Anastasia Khomukhina: Sekundäre Praktiken: Kritiker und Parasiten

Teilaspekt des Forschungsprojekts
(für den Nachwuchsworkshop 2018)

Das Projekt befasst sich mit den sekundären Praktiken in der Gegenwartsdramatik. Es ist ein Teil des Dissertationsprojektes, das die metaphorischen Bezeichnungen der Bearbeitungsstrategien fremder Stoffe in den modernen Theatertexten untersucht. Im Zentrum der Betrachtung stehen zwei Konzepte, die Elfriede Jelinek in Bezug auf ihre Theatertexte herausgearbeitet hat – Parasitär- und Sekundärdramen.
Beide Modelle implizieren eine starke Auseinandersetzung mit den fremden Stoffen, weisen aber auf unterschiedliche Methoden und Praktiken hin. Die Sekundärdramen, die eine kommentierende Haltung gegenüber einem klassischen Text voraussetzen, kreieren eine Spannung zwischen der Wiederbelebung des fremden Stückes auf der Bühne einerseits und dem aktiven Angriff und Dekonstruktion von demselben Text durch die Unterbrechungen und Verdrehung der Zitate andererseits. Die gewählten „Primärdramen“ sind überdies Teil des Kulturerbes, was ihre Wahrnehmung als „Fremde“ oder „Eigene“ ambivalent macht und Fragen nach unserer Beziehung zu dem identitätsstiftenden Kanon aufwirft.
Die Parasitärdramen implizieren eine höhere Integrierbarkeit vom fremden Text in das eigene Stück, die „Einverleibung“ und Verschmelzung von fremden Material im Gegensatz zu der polarisierenden Gegenüberstellung in Sekundärdramen. Anstelle des Dichotomieverhältnisses des Eigenen und des Fremden kommt mit dem Begriff des Parasiten die Figur des Dritten ins Spiel. Die Figur, die einerseits die existierenden Beziehungen aufstört, um aber die neue Ordnung zu schaffen. Die entlehnten Stoffe und Textteile werden somit dem Primärkontext entzogen und in die neuen Verhältnisse zueinander gesetzt.

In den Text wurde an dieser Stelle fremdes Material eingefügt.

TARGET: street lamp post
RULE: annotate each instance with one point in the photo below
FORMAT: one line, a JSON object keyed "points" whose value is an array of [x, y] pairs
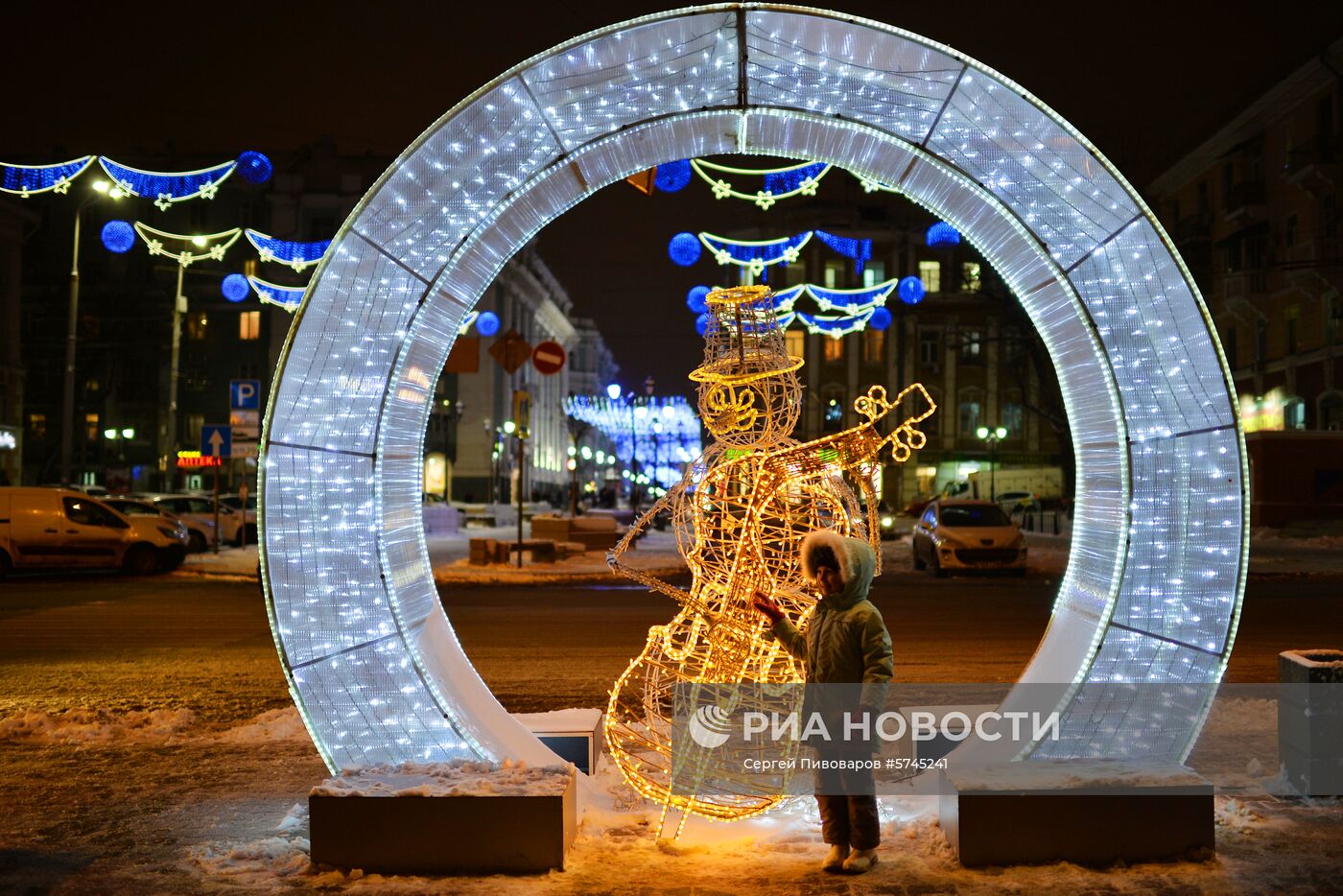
{"points": [[73, 331], [993, 436]]}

Das Projekt setzt sich also zum Ziel, beide metaphorischen Begriffe auf ihr Bedeutungs- und Analysepotenzial zu untersuchen, die erzeugten Spannungsverhältnisse zwischen dem Fremden und dem Eigenen auf Basis ausgewählter Texte zu verfolgen und die Position der Theatertexte gegenüber dem Kanon näher zu bestimmen.